For all the archness on display, this Anna Karenina feels as emotionally sincere as any previous adaptation. It helps that Wright has cast the film with such care and imagination. Keira Knightley, always at her best for this director, doesn’t have the greatest range – the two octaves run from fragile to neurotic – but, when safely within those confines, she is capable of eating the screen raw.
Knightley does very nicely as the Russian enigma, wife to a boring technocrat, who embarks on a ruinous affair with a glamorous but insubstantial army officer and brings social Armageddon crashing round her ears.
Knightley and director draw out the most capricious, most flinty aspects of Anna’s personality and, as a result, deliver a film that, though true to the book, may repel viewers expecting a three-hankie romance. No character gets a free ride from Tom Stoppard’s economic adaptation.
It says something about the odd progress of Jude Law’s career that, rather than appearing as Vronsky, the suave lover, he finds himself excelling as Anna’s flawed, oily, unattractive husband.
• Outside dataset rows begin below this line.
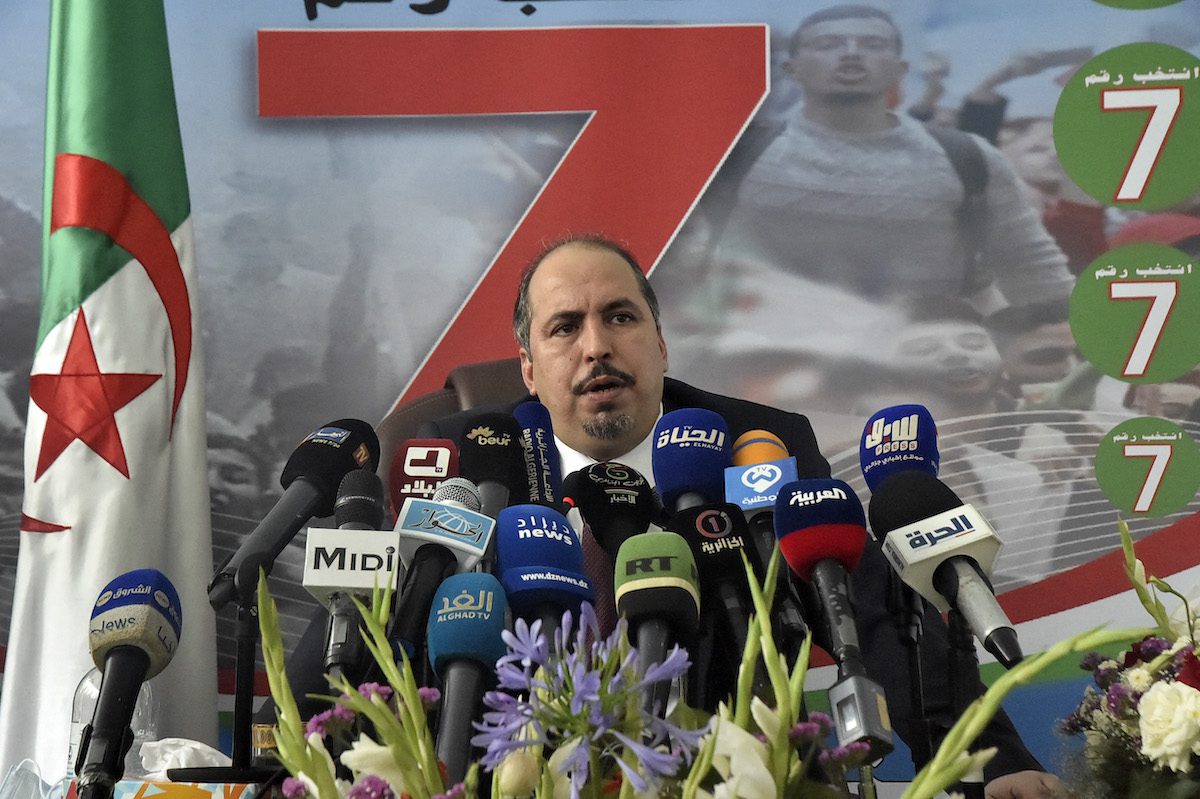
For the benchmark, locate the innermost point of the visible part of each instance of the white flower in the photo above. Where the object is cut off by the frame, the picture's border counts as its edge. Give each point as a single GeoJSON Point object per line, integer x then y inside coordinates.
{"type": "Point", "coordinates": [1170, 725]}
{"type": "Point", "coordinates": [1138, 679]}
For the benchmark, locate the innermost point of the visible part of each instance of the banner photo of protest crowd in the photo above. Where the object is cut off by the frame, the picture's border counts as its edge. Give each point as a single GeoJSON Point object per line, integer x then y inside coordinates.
{"type": "Point", "coordinates": [1014, 250]}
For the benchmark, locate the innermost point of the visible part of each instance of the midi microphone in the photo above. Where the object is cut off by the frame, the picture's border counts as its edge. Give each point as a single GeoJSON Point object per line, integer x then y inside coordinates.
{"type": "Point", "coordinates": [822, 534]}
{"type": "Point", "coordinates": [310, 484]}
{"type": "Point", "coordinates": [419, 468]}
{"type": "Point", "coordinates": [945, 550]}
{"type": "Point", "coordinates": [132, 635]}
{"type": "Point", "coordinates": [539, 454]}
{"type": "Point", "coordinates": [463, 632]}
{"type": "Point", "coordinates": [658, 595]}
{"type": "Point", "coordinates": [540, 564]}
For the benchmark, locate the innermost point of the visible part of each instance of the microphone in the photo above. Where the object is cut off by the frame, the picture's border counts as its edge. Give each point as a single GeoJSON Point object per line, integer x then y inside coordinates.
{"type": "Point", "coordinates": [658, 595]}
{"type": "Point", "coordinates": [133, 634]}
{"type": "Point", "coordinates": [418, 469]}
{"type": "Point", "coordinates": [689, 457]}
{"type": "Point", "coordinates": [945, 550]}
{"type": "Point", "coordinates": [437, 539]}
{"type": "Point", "coordinates": [540, 564]}
{"type": "Point", "coordinates": [463, 635]}
{"type": "Point", "coordinates": [822, 534]}
{"type": "Point", "coordinates": [310, 484]}
{"type": "Point", "coordinates": [539, 454]}
{"type": "Point", "coordinates": [490, 456]}
{"type": "Point", "coordinates": [899, 438]}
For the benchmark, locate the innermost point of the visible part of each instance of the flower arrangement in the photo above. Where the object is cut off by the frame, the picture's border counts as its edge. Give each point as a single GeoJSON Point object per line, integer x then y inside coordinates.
{"type": "Point", "coordinates": [1140, 719]}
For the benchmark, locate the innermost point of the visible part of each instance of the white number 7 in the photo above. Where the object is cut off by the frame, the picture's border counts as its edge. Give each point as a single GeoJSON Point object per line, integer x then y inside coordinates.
{"type": "Point", "coordinates": [1162, 295]}
{"type": "Point", "coordinates": [1162, 455]}
{"type": "Point", "coordinates": [1165, 104]}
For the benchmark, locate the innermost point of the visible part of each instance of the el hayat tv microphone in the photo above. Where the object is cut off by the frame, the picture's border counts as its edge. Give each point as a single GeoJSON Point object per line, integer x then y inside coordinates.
{"type": "Point", "coordinates": [463, 632]}
{"type": "Point", "coordinates": [822, 534]}
{"type": "Point", "coordinates": [945, 550]}
{"type": "Point", "coordinates": [310, 484]}
{"type": "Point", "coordinates": [539, 454]}
{"type": "Point", "coordinates": [133, 634]}
{"type": "Point", "coordinates": [689, 457]}
{"type": "Point", "coordinates": [540, 564]}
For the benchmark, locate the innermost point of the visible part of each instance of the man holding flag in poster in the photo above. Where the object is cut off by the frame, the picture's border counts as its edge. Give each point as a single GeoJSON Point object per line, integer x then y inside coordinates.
{"type": "Point", "coordinates": [114, 450]}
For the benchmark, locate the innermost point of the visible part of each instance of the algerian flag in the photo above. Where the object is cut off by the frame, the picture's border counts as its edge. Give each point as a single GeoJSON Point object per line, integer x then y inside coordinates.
{"type": "Point", "coordinates": [115, 475]}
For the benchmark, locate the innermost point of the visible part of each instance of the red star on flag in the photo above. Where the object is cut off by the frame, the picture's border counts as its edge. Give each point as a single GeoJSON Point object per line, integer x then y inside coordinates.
{"type": "Point", "coordinates": [81, 403]}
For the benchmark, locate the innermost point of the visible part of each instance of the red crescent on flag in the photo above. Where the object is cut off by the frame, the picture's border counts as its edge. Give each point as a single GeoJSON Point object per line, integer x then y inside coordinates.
{"type": "Point", "coordinates": [90, 193]}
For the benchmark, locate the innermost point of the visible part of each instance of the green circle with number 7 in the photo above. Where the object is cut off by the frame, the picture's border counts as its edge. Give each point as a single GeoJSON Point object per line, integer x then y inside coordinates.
{"type": "Point", "coordinates": [1127, 126]}
{"type": "Point", "coordinates": [1149, 467]}
{"type": "Point", "coordinates": [1135, 313]}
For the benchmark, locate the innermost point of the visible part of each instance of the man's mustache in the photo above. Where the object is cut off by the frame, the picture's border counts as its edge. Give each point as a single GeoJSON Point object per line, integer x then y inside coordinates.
{"type": "Point", "coordinates": [604, 370]}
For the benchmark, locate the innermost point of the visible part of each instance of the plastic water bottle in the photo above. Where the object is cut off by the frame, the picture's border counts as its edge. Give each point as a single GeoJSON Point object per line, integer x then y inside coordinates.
{"type": "Point", "coordinates": [144, 724]}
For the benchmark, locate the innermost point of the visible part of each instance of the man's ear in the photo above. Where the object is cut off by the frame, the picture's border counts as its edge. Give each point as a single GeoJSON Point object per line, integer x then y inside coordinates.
{"type": "Point", "coordinates": [527, 371]}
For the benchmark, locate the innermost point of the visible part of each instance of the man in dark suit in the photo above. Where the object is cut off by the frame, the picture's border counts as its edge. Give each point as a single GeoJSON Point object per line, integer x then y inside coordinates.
{"type": "Point", "coordinates": [592, 350]}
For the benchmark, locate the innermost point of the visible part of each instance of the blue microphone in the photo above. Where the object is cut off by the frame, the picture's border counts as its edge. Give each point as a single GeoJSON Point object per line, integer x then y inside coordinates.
{"type": "Point", "coordinates": [899, 438]}
{"type": "Point", "coordinates": [463, 638]}
{"type": "Point", "coordinates": [540, 454]}
{"type": "Point", "coordinates": [540, 563]}
{"type": "Point", "coordinates": [691, 450]}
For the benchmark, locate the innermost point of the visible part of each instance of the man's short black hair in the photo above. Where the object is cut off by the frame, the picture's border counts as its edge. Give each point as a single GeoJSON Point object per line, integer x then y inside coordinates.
{"type": "Point", "coordinates": [522, 312]}
{"type": "Point", "coordinates": [850, 11]}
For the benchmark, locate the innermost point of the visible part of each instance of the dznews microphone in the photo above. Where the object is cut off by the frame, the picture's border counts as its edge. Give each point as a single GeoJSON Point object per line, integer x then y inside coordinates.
{"type": "Point", "coordinates": [822, 534]}
{"type": "Point", "coordinates": [133, 634]}
{"type": "Point", "coordinates": [437, 538]}
{"type": "Point", "coordinates": [689, 457]}
{"type": "Point", "coordinates": [945, 550]}
{"type": "Point", "coordinates": [540, 564]}
{"type": "Point", "coordinates": [419, 468]}
{"type": "Point", "coordinates": [658, 595]}
{"type": "Point", "coordinates": [539, 454]}
{"type": "Point", "coordinates": [899, 438]}
{"type": "Point", "coordinates": [310, 484]}
{"type": "Point", "coordinates": [463, 635]}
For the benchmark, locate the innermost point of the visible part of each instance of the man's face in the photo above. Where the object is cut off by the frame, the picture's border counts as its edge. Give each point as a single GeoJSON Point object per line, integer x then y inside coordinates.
{"type": "Point", "coordinates": [846, 59]}
{"type": "Point", "coordinates": [595, 355]}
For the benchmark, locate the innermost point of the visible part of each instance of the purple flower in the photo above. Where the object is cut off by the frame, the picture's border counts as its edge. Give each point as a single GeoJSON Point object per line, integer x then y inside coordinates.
{"type": "Point", "coordinates": [371, 786]}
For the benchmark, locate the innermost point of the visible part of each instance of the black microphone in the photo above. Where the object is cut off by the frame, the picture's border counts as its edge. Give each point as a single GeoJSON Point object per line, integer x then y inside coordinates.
{"type": "Point", "coordinates": [133, 634]}
{"type": "Point", "coordinates": [359, 506]}
{"type": "Point", "coordinates": [310, 484]}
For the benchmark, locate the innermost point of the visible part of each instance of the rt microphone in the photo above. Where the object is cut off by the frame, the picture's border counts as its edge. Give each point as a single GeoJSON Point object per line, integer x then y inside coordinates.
{"type": "Point", "coordinates": [822, 534]}
{"type": "Point", "coordinates": [465, 642]}
{"type": "Point", "coordinates": [945, 550]}
{"type": "Point", "coordinates": [310, 484]}
{"type": "Point", "coordinates": [133, 634]}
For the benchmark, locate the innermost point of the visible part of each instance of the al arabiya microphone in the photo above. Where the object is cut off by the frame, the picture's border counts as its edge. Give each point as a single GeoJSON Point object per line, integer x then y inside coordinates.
{"type": "Point", "coordinates": [133, 635]}
{"type": "Point", "coordinates": [822, 534]}
{"type": "Point", "coordinates": [463, 632]}
{"type": "Point", "coordinates": [943, 550]}
{"type": "Point", "coordinates": [310, 484]}
{"type": "Point", "coordinates": [690, 452]}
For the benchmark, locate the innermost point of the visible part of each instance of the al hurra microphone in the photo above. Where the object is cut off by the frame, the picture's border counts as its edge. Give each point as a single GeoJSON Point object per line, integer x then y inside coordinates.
{"type": "Point", "coordinates": [310, 484]}
{"type": "Point", "coordinates": [945, 550]}
{"type": "Point", "coordinates": [463, 632]}
{"type": "Point", "coordinates": [822, 534]}
{"type": "Point", "coordinates": [133, 634]}
{"type": "Point", "coordinates": [539, 454]}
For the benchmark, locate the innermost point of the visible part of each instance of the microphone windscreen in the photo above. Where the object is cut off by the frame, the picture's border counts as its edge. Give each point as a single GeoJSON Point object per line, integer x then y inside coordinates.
{"type": "Point", "coordinates": [820, 520]}
{"type": "Point", "coordinates": [906, 498]}
{"type": "Point", "coordinates": [141, 608]}
{"type": "Point", "coordinates": [359, 500]}
{"type": "Point", "coordinates": [655, 578]}
{"type": "Point", "coordinates": [327, 454]}
{"type": "Point", "coordinates": [690, 454]}
{"type": "Point", "coordinates": [899, 438]}
{"type": "Point", "coordinates": [466, 620]}
{"type": "Point", "coordinates": [757, 446]}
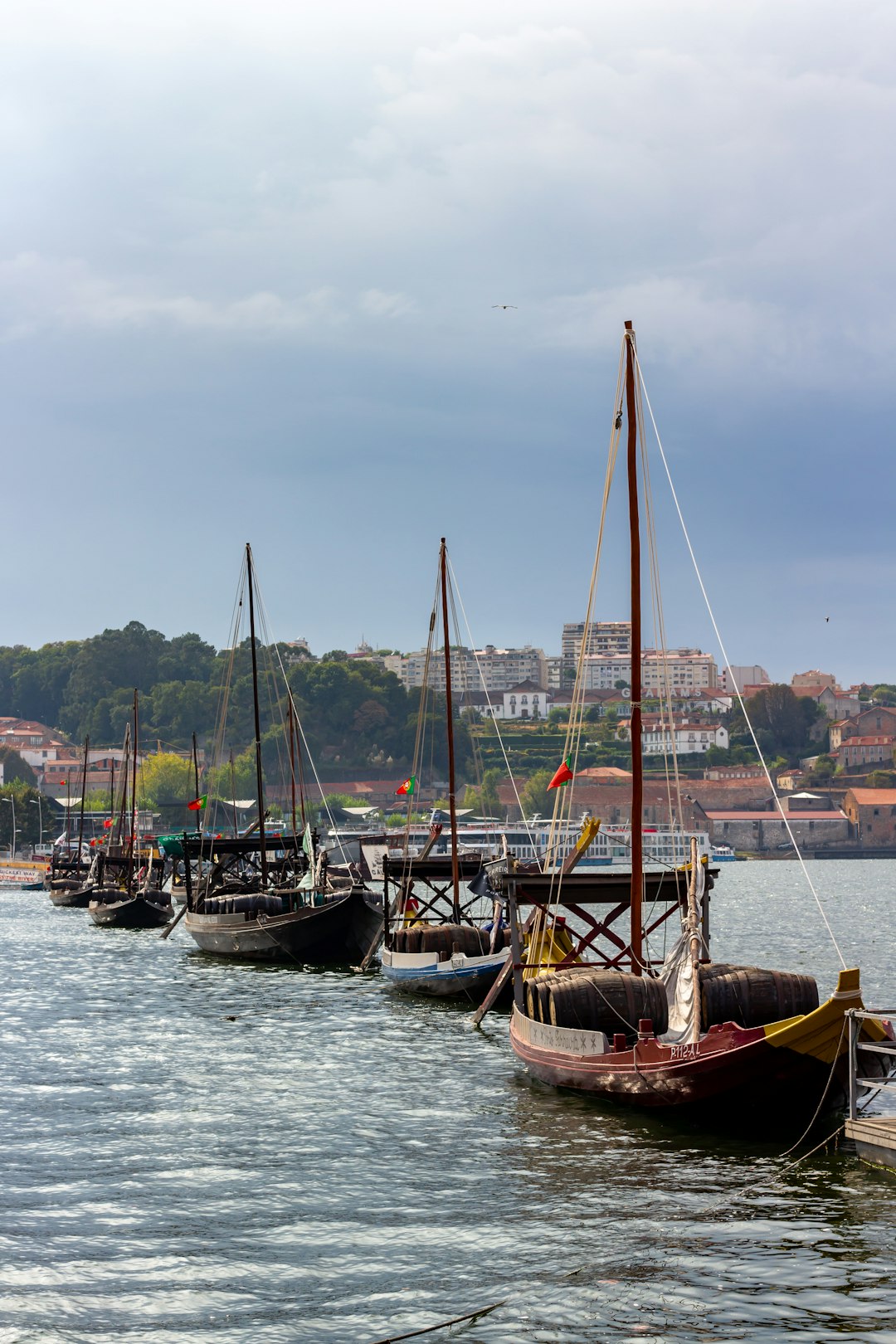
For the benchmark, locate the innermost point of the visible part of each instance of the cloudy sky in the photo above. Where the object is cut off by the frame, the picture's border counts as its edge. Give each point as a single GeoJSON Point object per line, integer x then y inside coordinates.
{"type": "Point", "coordinates": [247, 262]}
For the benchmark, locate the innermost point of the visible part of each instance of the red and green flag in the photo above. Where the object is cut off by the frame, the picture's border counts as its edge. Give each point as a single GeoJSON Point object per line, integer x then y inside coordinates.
{"type": "Point", "coordinates": [562, 776]}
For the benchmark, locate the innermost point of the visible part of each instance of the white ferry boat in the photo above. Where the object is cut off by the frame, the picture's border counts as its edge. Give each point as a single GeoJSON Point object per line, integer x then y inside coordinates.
{"type": "Point", "coordinates": [528, 841]}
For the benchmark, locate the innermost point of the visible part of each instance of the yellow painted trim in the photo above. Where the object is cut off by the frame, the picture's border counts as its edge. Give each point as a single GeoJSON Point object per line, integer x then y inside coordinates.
{"type": "Point", "coordinates": [822, 1034]}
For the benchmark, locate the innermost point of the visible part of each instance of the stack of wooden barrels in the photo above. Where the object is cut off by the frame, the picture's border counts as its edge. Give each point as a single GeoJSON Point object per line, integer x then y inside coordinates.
{"type": "Point", "coordinates": [616, 1001]}
{"type": "Point", "coordinates": [752, 996]}
{"type": "Point", "coordinates": [448, 938]}
{"type": "Point", "coordinates": [597, 1001]}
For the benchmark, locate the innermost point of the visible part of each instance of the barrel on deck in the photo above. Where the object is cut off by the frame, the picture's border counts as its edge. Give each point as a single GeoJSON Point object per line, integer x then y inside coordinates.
{"type": "Point", "coordinates": [751, 996]}
{"type": "Point", "coordinates": [599, 1001]}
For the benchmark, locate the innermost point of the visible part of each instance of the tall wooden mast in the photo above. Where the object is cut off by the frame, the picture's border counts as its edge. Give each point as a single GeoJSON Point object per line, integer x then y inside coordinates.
{"type": "Point", "coordinates": [637, 761]}
{"type": "Point", "coordinates": [197, 778]}
{"type": "Point", "coordinates": [84, 791]}
{"type": "Point", "coordinates": [449, 718]}
{"type": "Point", "coordinates": [132, 854]}
{"type": "Point", "coordinates": [258, 732]}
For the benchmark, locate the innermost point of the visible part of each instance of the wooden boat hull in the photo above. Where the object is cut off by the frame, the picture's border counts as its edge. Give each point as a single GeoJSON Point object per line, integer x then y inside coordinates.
{"type": "Point", "coordinates": [338, 932]}
{"type": "Point", "coordinates": [423, 973]}
{"type": "Point", "coordinates": [761, 1074]}
{"type": "Point", "coordinates": [129, 913]}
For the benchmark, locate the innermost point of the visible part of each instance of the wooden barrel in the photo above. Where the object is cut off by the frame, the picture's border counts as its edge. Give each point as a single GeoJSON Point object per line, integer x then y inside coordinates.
{"type": "Point", "coordinates": [607, 1001]}
{"type": "Point", "coordinates": [754, 997]}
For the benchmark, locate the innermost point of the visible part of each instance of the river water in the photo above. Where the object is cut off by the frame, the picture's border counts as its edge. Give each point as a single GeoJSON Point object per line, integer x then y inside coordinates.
{"type": "Point", "coordinates": [197, 1151]}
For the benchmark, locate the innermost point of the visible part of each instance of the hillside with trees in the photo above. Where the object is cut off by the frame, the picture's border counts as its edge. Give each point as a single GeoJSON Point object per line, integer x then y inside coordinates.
{"type": "Point", "coordinates": [356, 717]}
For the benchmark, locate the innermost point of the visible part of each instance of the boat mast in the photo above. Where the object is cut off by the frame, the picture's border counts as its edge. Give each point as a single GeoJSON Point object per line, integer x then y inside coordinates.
{"type": "Point", "coordinates": [134, 801]}
{"type": "Point", "coordinates": [637, 761]}
{"type": "Point", "coordinates": [84, 791]}
{"type": "Point", "coordinates": [197, 778]}
{"type": "Point", "coordinates": [449, 723]}
{"type": "Point", "coordinates": [258, 732]}
{"type": "Point", "coordinates": [292, 761]}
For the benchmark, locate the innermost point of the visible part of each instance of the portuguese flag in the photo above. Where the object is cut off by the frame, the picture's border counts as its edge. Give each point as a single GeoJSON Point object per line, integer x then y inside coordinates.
{"type": "Point", "coordinates": [562, 776]}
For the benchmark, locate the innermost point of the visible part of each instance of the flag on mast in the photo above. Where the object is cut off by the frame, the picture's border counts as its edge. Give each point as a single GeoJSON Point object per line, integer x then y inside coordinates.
{"type": "Point", "coordinates": [562, 776]}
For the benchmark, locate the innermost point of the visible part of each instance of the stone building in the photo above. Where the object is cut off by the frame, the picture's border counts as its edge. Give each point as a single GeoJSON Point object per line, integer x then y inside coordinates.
{"type": "Point", "coordinates": [872, 816]}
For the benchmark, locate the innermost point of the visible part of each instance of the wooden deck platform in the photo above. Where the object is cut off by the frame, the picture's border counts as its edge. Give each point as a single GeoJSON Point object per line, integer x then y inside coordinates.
{"type": "Point", "coordinates": [874, 1138]}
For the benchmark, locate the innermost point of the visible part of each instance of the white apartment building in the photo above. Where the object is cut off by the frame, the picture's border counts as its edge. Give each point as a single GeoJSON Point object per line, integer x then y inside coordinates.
{"type": "Point", "coordinates": [472, 670]}
{"type": "Point", "coordinates": [737, 676]}
{"type": "Point", "coordinates": [659, 737]}
{"type": "Point", "coordinates": [602, 637]}
{"type": "Point", "coordinates": [679, 671]}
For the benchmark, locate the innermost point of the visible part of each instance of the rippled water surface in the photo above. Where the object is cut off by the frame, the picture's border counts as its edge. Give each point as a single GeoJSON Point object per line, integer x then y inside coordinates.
{"type": "Point", "coordinates": [197, 1151]}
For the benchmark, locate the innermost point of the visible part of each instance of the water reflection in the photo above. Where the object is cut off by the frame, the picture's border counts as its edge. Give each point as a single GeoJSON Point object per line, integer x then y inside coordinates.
{"type": "Point", "coordinates": [192, 1149]}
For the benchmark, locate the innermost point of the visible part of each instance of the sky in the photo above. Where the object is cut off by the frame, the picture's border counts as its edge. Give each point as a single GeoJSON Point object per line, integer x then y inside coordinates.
{"type": "Point", "coordinates": [249, 257]}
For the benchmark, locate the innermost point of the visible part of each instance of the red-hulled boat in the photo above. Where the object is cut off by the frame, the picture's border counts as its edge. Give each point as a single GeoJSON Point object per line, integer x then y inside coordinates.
{"type": "Point", "coordinates": [684, 1035]}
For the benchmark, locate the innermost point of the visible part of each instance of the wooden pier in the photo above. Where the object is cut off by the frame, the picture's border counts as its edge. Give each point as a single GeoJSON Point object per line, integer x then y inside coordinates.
{"type": "Point", "coordinates": [874, 1136]}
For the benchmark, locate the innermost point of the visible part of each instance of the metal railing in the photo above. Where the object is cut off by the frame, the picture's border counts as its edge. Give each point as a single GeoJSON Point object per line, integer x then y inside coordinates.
{"type": "Point", "coordinates": [878, 1047]}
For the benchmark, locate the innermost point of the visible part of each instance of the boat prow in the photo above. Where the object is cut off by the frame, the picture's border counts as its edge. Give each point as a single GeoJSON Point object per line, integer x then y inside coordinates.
{"type": "Point", "coordinates": [793, 1069]}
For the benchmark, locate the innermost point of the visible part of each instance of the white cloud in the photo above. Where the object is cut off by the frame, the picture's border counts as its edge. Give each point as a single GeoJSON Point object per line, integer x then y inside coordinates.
{"type": "Point", "coordinates": [43, 293]}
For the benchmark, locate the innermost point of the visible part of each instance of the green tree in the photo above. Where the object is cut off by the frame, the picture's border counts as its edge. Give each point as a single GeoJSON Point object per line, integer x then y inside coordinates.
{"type": "Point", "coordinates": [535, 796]}
{"type": "Point", "coordinates": [783, 721]}
{"type": "Point", "coordinates": [165, 782]}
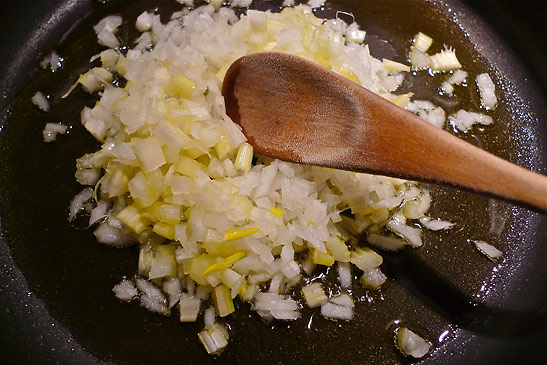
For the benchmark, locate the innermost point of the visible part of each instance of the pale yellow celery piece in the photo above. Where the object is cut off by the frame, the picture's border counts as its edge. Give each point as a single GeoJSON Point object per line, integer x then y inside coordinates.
{"type": "Point", "coordinates": [188, 167]}
{"type": "Point", "coordinates": [222, 298]}
{"type": "Point", "coordinates": [244, 157]}
{"type": "Point", "coordinates": [132, 219]}
{"type": "Point", "coordinates": [321, 258]}
{"type": "Point", "coordinates": [223, 147]}
{"type": "Point", "coordinates": [314, 295]}
{"type": "Point", "coordinates": [338, 249]}
{"type": "Point", "coordinates": [233, 234]}
{"type": "Point", "coordinates": [395, 66]}
{"type": "Point", "coordinates": [276, 211]}
{"type": "Point", "coordinates": [226, 263]}
{"type": "Point", "coordinates": [121, 65]}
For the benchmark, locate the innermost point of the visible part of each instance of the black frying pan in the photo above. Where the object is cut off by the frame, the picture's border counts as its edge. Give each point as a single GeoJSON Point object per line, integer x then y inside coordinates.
{"type": "Point", "coordinates": [56, 304]}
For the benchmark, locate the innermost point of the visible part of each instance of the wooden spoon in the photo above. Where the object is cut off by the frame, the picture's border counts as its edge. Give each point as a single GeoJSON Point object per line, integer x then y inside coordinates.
{"type": "Point", "coordinates": [295, 110]}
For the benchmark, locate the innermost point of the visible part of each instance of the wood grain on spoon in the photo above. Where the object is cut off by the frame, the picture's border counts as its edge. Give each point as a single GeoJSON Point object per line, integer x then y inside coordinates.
{"type": "Point", "coordinates": [295, 110]}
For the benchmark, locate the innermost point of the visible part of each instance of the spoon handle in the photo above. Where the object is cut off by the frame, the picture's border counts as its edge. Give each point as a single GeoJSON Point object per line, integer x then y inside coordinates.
{"type": "Point", "coordinates": [433, 154]}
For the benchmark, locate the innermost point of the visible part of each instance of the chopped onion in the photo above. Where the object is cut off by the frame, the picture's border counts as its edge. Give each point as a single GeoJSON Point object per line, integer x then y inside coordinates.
{"type": "Point", "coordinates": [445, 60]}
{"type": "Point", "coordinates": [125, 291]}
{"type": "Point", "coordinates": [487, 90]}
{"type": "Point", "coordinates": [334, 311]}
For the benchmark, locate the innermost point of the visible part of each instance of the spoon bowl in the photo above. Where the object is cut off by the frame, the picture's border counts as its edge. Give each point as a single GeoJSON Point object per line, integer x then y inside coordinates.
{"type": "Point", "coordinates": [295, 110]}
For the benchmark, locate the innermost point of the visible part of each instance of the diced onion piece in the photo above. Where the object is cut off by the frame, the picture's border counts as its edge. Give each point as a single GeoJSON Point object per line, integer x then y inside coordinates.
{"type": "Point", "coordinates": [447, 87]}
{"type": "Point", "coordinates": [354, 35]}
{"type": "Point", "coordinates": [373, 278]}
{"type": "Point", "coordinates": [458, 77]}
{"type": "Point", "coordinates": [344, 274]}
{"type": "Point", "coordinates": [315, 3]}
{"type": "Point", "coordinates": [183, 86]}
{"type": "Point", "coordinates": [40, 101]}
{"type": "Point", "coordinates": [214, 338]}
{"type": "Point", "coordinates": [149, 154]}
{"type": "Point", "coordinates": [240, 3]}
{"type": "Point", "coordinates": [125, 290]}
{"type": "Point", "coordinates": [189, 308]}
{"type": "Point", "coordinates": [144, 21]}
{"type": "Point", "coordinates": [487, 249]}
{"type": "Point", "coordinates": [314, 295]}
{"type": "Point", "coordinates": [338, 249]}
{"type": "Point", "coordinates": [257, 19]}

One of the year’s key cinematic images will surely turn out to involve Alexei Karenin’s near-religious cradling of a rudimentary reusable prophylactic.
Aaron Taylor-Johnson is callow as Vronsky. Matthew Macfadyen’s is hilariously bluff as Anna’s brother. Purists may argue that Domhnall Gleeson is a little slight to play Levin (an unmistakable version of the young Tolstoy) but our busiest actor makes a touchingly fleshy naïf of the idealistic young landowner. Far from being a stray subplot, Levin’s adventures form the moral spine of Tolstoy’s panoramic story.
The scenes involving Levin also offer a few clues as to what Wright is up to with the theatrical staging. For the most part, Gleeson’s scenes are shot on location in relatively naturalistic style. He is attuned to nature and has little interest in the machinations of big-city society. By way of contrast, the courts, crush bars and salons of St Petersburg swarm with people who feel themselves constantly on display. The film’s visual conceit reminds us that these people were never really off the stage. Their lives were unbroken, formalised performances.
The convention also sets Wright free to experiment. At its very best, Anna Karenina comes across as a weird cousin of Michael Powell’s The Red Shoes. Seamus McGarvey, Oscar-nominated for Wright’s Atonement, allows gorgeously regal reds and crisp blues to seep across the lavish frame. A roof parts to reveal fireworks in the night sky. A ballroom sequence mutates into a freakish ballet.
For all this extravagance, however, Wright and Stoppard never allow focus to shift from the central romance. The film may not be the most moving version of the story, but it has more forward momentum than any previous adaptation.
None of which is to deny that many people will loathe it.